Let’s say you’re a college student looking for an internship or entry-level position, a resume example can show you how to highlight your practical skills and represent a range of experience, from volunteer work to school projects. For an experienced professional, a resume example will show new ways to present your years in the workforce.
Oftentimes, job seekers copy content from the example, then make it their own by changing the wording, adding specific details and inserting quantifiable metrics that appeal to the employer. You can use the examples however you’d like.
Absolutely. Our resume examples are written by Certified Professional Resume Writers (CPRW) trained in the latest standards and practices. They stay current on new research from recruiting firms and job market experts to ensure we only share resume examples likely to get called back for an interview in 2023.

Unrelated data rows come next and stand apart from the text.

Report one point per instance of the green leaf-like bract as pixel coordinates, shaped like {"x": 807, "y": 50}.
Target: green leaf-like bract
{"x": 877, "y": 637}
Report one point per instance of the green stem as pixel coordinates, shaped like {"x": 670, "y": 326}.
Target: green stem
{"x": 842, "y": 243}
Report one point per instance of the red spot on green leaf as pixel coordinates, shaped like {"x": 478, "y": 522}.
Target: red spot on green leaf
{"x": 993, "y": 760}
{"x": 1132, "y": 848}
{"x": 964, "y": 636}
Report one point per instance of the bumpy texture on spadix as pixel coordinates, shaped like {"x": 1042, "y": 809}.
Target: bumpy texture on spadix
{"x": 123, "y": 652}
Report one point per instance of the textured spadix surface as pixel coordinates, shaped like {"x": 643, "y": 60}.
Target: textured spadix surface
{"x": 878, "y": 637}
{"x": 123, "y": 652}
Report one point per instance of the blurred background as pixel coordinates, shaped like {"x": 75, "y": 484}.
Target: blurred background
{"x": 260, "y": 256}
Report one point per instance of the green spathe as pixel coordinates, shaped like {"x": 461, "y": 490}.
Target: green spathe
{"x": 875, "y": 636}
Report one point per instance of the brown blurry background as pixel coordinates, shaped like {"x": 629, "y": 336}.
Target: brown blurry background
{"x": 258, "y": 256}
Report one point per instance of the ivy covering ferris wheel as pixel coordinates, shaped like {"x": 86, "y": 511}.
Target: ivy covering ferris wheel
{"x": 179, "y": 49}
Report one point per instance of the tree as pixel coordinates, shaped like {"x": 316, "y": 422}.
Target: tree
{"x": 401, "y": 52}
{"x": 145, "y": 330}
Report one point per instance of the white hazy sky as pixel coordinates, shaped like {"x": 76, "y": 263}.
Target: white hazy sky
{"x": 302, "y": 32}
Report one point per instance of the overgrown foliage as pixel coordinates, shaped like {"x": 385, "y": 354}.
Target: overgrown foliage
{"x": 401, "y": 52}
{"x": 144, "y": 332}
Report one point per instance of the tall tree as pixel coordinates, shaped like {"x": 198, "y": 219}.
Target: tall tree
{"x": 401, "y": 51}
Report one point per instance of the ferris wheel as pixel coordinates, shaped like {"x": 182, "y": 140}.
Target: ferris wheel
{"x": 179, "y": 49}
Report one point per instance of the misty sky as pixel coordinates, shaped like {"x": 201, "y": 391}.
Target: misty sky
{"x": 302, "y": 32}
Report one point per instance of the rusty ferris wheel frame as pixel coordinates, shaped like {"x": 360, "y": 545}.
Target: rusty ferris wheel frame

Our resume examples are fully customizable in our Resume Builder. Here’s how to make one of our examples your own:
Move your cursor over the resume image until the yellow “Create Your Resume” button appears. Click on it.
When the page loads, you will see two options: upload your resume or create a new one. Select the option that suits you best.
Next, choose your level of experience and pick a template. You will be presented with recommended templates based on your previous experience. You can always see our entire template library by clicking the “All” button, including templates that work in Microsoft Word and Google Docs.
From there, the builder walks you through every resume section, including header, work experience, education, skills and professional summary. Based on your previous job titles, you can add recommended text to the resume and edit it to make it your own.
When you’re finished, pay for the resume and download the document in the file format of your choice.
Your resume should be well-organized and easy to read. Here are a handful of tips for doing exactly that:
Don’t use any flashy colors or design elements that distract from the substance of your career.
Pick a font that is legible — Arial, Garamond and Georgia are good options. Avoid artsy fonts like Brush Script.
Put your best content toward the top. If you are experienced, put work history near the top. If this is your first job, emphasize your skills or education section.
Keep your resume to one or two pages. You can keep it short by including only your most relevant and impressive credentials.
Don’t include exact street address. City and state is fine, but new resumes rarely include the precise location.
In most cases, we recommend using a reverse-chronological resume format. This resume format is by far the most popular one, so recruiters and hiring managers have come to expect it. The format is set up to showcase the work experience section and includes bullet points to emphasize achievements.
A subset of job seekers, mainly those without professional experience, should explore alternative resume formats. Functional resumes focus on skills above all else, while combination resumes strike a balance between skills and experience.
Here’s how to write your first resume:
Choose an appropriate design. You want your resume to be easy to read and well-organized.
Include your contact info in the header. Make sure to use an email address that sounds professional, like “[your name]@gmail.com.”
Write a resume objective. Advertise your skills and explain what you want to achieve in the job.
Build an education section. Start with your most recent degree. Include GPA if it’s at or above 3.8.
Create a work history section. If you haven’t held many jobs, add volunteering, extracurricular activities and special projects to your resume.
Highlight your skills. Make a section to include hard and soft skills you’ve picked up in and out of school.
Add optional sections. You can bolster your resume with sections for awards or foreign languages.
Proofread your resume. Recruiters will reject a resume for a single grammatical mistake, so read your document carefully before submitting it.